Ist der Islam eine seit Jahrhunderten geistig stagnierende religiöse Kultur? Zeigt sich im Islamismus und in der Gewalt islamistischer Terroristen das, was den Islam von jeher und «eigentlich» ausmacht? – Der Islamwissenschafter Ulrich Rudolph plädiert gegen Pauschalurteile und für Sachlichkeit.

von Ulrich Rudolph 

Seit kurzem wird in der NZZ eine Debatte über den Islam geführt, die von Martin Rhonheimers Artikel «Töten im Namen Allahs» angestossen wurde. Darin behauptet der Autor unter Verweis auf mehrere Koranverse, Gewalt gegen Ungläubige gehöre zum Wesen des Islams, während das Christentum Gewalttaten nur als Fehldeutung der ursprünglichen Botschaft kenne. Necla Kelek stimmt dieser Behauptung ausdrücklich zu, setzt in ihrem Beitrag «Eine Religion der Beliebigkeit» aber andere Akzente. Sie geht davon aus, dass der Koran ein «Textbaukasten» ohne inhaltliche Verbindlichkeit sei. Daher sei es im Islam auch nicht wie im Christentum zu einer vernunftgeleiteten Verständigung über die Glaubensinhalte gekommen. Entstanden sei vielmehr eine «Herrschaft der Vorbeter, die seit tausend Jahren einen innerislamischen Diskurs verhindern», was zur Unterdrückung der Vernunft und zur fraglosen Unterwerfung unter die ewiggleichen Doktrinen und Verhaltensnormen geführt habe.
 
Ein Geschichtsbild

Die Debatte hat inzwischen eine breite Resonanz gefunden, die bereits zu einer kontroversen Diskussion über Rhonheimers Interpretation von Koranversen führte. Gleichwohl erscheint es angezeigt, jenseits des Streits über einzelne Verse einige grundsätzliche Punkte anzusprechen. Denn hinter den vorgetragenen Argumenten stehen Grundannahmen über den Islam, die aufgedeckt werden müssen, weil sie höchst problematisch sind und den Diskurs mit und unter den Muslimen – der durchaus geführt werden muss – nicht fördern, sondern konterkarieren.

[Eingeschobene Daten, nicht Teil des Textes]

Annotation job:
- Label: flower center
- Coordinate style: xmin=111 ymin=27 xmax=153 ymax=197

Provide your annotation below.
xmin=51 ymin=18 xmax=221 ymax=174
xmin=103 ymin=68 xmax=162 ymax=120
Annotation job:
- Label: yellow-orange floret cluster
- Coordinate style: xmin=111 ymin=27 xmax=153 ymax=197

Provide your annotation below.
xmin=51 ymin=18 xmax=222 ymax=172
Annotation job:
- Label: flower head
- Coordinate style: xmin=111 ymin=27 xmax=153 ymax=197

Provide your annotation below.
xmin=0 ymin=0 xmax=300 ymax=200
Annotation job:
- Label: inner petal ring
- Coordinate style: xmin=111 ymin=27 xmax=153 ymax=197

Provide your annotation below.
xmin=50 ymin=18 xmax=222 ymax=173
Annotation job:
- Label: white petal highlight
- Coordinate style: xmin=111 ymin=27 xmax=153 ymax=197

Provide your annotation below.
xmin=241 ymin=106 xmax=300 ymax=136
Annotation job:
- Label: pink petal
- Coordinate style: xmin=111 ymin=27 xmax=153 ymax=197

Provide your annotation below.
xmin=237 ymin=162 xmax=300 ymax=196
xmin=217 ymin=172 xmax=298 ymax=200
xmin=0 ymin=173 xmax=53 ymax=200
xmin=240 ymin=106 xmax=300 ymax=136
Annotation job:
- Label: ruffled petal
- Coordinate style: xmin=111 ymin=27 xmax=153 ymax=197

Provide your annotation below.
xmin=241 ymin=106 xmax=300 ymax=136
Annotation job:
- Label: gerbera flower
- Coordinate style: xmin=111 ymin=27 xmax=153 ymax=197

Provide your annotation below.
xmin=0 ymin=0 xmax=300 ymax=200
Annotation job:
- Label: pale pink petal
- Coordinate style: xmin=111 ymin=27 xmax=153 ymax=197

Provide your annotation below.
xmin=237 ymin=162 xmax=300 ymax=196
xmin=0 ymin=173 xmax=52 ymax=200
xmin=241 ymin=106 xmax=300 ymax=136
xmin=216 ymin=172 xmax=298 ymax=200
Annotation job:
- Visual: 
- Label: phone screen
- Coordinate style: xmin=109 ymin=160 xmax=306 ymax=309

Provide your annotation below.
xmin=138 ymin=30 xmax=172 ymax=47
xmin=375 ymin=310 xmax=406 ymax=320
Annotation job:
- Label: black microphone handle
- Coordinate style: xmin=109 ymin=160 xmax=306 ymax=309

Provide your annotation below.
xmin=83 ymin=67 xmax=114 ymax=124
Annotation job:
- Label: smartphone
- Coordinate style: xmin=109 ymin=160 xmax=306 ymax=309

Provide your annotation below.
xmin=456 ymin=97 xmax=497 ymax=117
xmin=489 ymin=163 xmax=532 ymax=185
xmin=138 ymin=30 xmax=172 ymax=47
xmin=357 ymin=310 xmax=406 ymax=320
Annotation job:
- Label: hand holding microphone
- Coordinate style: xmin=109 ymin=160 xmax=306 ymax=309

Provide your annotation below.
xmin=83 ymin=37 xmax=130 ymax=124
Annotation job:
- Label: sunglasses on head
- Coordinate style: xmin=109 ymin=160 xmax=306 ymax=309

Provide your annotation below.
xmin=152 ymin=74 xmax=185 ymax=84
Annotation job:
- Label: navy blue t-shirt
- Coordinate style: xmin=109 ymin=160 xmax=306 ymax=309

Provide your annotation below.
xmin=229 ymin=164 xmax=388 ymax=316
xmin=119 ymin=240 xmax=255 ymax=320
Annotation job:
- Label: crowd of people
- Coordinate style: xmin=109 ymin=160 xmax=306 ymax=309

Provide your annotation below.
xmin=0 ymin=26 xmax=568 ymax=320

Das beginnt mit dem Geschichtsbild, das in der Debatte von einigen vorausgesetzt wird und von Kelek offengelegt wird: In der Entwicklung der islamischen Welt sei es nach einer kurzen Blüte von Wissenschaft und Philosophie zu einem intellektuellen Stillstand gekommen; er dauere nun schon viele Jahrhunderte an und habe seither die Entwicklung von Rationalität und vernunftgeleiteter Lebensbewältigung verhindert. Dieses Geschichtsbild ist nicht neu. Es entstand bereits im frühen 19. Jahrhundert. Damals konstruierte die europäische Orientalistik in einer Verbindung aus kolonialem Überlegenheitsgefühl und beschränkter Quellenkenntnis einen Orient, dem es angeblich an geistiger Autonomie mangele. Am deutlichsten wird das am Beispiel der Philosophie.

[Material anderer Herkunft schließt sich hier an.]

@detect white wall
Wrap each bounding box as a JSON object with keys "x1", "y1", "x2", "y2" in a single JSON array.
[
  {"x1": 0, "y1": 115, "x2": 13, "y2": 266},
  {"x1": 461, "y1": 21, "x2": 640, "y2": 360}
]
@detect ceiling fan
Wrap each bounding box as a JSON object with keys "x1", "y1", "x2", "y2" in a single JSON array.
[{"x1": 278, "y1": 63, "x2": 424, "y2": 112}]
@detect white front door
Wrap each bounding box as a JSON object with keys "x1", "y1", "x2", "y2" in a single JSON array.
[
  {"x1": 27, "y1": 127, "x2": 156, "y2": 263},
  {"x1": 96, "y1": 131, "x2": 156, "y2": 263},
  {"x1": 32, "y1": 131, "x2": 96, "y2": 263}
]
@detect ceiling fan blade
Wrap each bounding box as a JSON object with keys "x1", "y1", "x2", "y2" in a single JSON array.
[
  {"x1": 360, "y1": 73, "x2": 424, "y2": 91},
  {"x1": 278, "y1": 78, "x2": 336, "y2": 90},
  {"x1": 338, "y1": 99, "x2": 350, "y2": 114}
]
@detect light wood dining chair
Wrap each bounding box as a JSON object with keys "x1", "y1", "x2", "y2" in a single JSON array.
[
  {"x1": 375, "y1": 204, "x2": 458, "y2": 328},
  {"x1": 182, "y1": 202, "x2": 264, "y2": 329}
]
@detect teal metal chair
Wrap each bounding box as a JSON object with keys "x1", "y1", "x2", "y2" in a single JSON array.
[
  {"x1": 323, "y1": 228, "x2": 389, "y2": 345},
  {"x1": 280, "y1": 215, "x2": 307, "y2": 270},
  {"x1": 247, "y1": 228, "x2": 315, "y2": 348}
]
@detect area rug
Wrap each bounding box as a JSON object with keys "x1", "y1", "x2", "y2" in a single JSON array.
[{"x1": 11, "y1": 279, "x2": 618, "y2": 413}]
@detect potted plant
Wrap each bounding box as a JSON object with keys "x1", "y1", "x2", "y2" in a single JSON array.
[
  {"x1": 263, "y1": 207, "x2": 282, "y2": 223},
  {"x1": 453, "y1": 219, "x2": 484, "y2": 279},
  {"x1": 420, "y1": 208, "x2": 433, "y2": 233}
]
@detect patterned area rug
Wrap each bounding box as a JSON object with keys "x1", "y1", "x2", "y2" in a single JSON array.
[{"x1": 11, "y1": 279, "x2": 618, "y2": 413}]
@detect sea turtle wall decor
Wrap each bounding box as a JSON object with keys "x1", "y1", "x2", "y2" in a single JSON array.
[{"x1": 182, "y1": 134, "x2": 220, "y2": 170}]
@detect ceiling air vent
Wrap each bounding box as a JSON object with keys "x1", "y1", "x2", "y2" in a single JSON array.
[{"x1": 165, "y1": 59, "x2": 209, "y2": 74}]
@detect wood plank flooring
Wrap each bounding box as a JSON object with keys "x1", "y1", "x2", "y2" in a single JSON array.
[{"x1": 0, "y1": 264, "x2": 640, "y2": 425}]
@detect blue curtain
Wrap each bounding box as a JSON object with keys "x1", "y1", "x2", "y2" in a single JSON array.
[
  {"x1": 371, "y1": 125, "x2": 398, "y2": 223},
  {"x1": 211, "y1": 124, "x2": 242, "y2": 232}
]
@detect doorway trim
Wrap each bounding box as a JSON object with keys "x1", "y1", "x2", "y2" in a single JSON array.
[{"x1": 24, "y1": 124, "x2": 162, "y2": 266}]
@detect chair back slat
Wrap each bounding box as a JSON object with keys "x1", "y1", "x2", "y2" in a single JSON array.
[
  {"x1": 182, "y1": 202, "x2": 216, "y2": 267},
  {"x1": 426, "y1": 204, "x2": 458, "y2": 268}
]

Man kannte einige islamische Autoren wie Avicenna und Averroes, weil sie im lateinischen Mittelalter rezipiert wurden; also gestand man den Muslimen zu, dass ihre Philosophie in der Frühzeit, als diese Autoren lebten, geblüht habe. Mit Averroes endete indes die lateinische Rezeption, und damit erlosch auch das Interesse der europäischen Wissenschaft. So kam es zu der folgenschweren These, die Philosophie und überhaupt der rationale Diskurs hätten in der islamischen Welt nach 1200 aufgehört zu existieren. Sie ist inzwischen unzählige Male wiederholt worden, aber das macht sie nicht plausibler.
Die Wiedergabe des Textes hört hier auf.